Wow that’s good to know. I will remove that package and give it a try. The minimal environment is also a good suggestion. That one should work because I assume that is what happens when I copy and paste the code into the Julia terminal. However as I was about to remove PerceptualColorMaps jupyter cannot connect to the kernel, and I do not why, because I have made no changes to the environment. I already ran ] build IJulia and did not see any issues. Are there any other obvious thing to check?

Sorry, when I have Jupyter issues I do what you said you did; I restart the Julia REPL, rebuild IJulia, and restart the notebook server. That usually fixes things.

As an alternative, you could try opening your notebook in Visual Studio Code (just make sure to have installed the Julia and Jupyter notebook extensions).

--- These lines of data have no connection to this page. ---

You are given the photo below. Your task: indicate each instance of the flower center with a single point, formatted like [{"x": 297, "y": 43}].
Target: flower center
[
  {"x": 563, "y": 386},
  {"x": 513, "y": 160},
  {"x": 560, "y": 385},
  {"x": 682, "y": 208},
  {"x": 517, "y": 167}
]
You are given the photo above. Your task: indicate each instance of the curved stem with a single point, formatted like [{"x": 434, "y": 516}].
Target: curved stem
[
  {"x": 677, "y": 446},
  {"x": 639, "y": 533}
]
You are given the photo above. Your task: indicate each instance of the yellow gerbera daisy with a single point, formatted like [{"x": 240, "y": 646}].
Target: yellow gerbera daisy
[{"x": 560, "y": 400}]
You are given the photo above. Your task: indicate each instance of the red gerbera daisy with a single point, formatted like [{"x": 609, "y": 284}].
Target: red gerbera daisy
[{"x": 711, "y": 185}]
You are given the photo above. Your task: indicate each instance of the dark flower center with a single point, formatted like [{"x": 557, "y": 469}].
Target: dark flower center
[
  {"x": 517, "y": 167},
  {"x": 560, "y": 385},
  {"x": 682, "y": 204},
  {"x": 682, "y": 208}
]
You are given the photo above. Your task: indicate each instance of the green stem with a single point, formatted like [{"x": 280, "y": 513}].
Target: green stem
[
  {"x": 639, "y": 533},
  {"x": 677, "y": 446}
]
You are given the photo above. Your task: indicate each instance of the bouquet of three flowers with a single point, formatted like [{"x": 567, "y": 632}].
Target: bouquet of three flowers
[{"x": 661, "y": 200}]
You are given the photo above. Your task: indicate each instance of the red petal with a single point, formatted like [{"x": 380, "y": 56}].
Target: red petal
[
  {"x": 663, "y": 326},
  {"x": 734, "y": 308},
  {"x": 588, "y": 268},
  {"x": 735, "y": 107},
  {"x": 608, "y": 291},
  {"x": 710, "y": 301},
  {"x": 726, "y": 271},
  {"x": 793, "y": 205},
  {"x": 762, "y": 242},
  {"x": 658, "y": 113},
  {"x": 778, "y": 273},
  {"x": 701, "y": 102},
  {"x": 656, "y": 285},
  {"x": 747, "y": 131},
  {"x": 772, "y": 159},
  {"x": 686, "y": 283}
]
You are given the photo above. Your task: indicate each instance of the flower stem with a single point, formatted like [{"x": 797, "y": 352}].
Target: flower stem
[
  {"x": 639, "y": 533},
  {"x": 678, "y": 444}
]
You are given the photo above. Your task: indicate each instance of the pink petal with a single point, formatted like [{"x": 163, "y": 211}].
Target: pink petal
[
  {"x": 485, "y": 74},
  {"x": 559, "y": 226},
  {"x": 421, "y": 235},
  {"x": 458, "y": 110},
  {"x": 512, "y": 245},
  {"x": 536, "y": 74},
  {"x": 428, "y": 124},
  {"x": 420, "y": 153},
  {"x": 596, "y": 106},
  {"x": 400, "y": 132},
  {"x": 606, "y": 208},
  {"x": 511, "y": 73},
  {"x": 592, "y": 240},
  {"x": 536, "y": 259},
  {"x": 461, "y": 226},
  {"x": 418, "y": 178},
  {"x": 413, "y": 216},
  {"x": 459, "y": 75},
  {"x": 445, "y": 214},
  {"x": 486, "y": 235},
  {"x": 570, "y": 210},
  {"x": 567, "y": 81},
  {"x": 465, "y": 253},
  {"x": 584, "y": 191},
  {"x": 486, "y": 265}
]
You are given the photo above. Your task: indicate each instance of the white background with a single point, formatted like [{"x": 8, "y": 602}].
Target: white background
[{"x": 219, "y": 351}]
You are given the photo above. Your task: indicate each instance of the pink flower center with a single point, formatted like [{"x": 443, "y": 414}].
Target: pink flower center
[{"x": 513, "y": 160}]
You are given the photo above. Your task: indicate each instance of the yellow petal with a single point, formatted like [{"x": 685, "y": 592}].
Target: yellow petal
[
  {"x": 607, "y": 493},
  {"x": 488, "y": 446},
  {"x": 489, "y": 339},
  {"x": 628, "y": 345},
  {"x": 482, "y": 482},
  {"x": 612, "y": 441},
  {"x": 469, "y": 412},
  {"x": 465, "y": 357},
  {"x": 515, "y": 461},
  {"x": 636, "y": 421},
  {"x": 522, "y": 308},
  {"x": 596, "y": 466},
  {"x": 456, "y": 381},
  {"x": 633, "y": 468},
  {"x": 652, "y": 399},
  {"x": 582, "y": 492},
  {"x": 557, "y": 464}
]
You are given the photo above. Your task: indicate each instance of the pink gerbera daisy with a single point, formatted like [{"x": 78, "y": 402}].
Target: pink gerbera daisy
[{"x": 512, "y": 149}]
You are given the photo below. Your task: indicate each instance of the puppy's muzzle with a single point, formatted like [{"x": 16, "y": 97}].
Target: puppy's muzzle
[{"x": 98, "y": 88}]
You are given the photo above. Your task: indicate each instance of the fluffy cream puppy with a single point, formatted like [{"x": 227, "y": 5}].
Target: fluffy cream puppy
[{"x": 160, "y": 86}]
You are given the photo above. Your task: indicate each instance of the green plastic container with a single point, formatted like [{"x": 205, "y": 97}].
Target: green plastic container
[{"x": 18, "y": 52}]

I got it to work. Thank you @isaacsas, @nilshg, and @ChrisRackauckas for all your help. I just used a completely fresh environment and it worked. My only remaining question is how did @ChrisRackauckas look at the output of Pkg.status() and know that it was PerceptualColorMaps.jl was holding everyone back? I see that a lot of packages have newer versions available in that screenshot, but it is not obvious to me why PerceptualColorMaps.jl is the culprit. I see in the github link that it has not been updated for about a year. Is that very old by Julia package standards?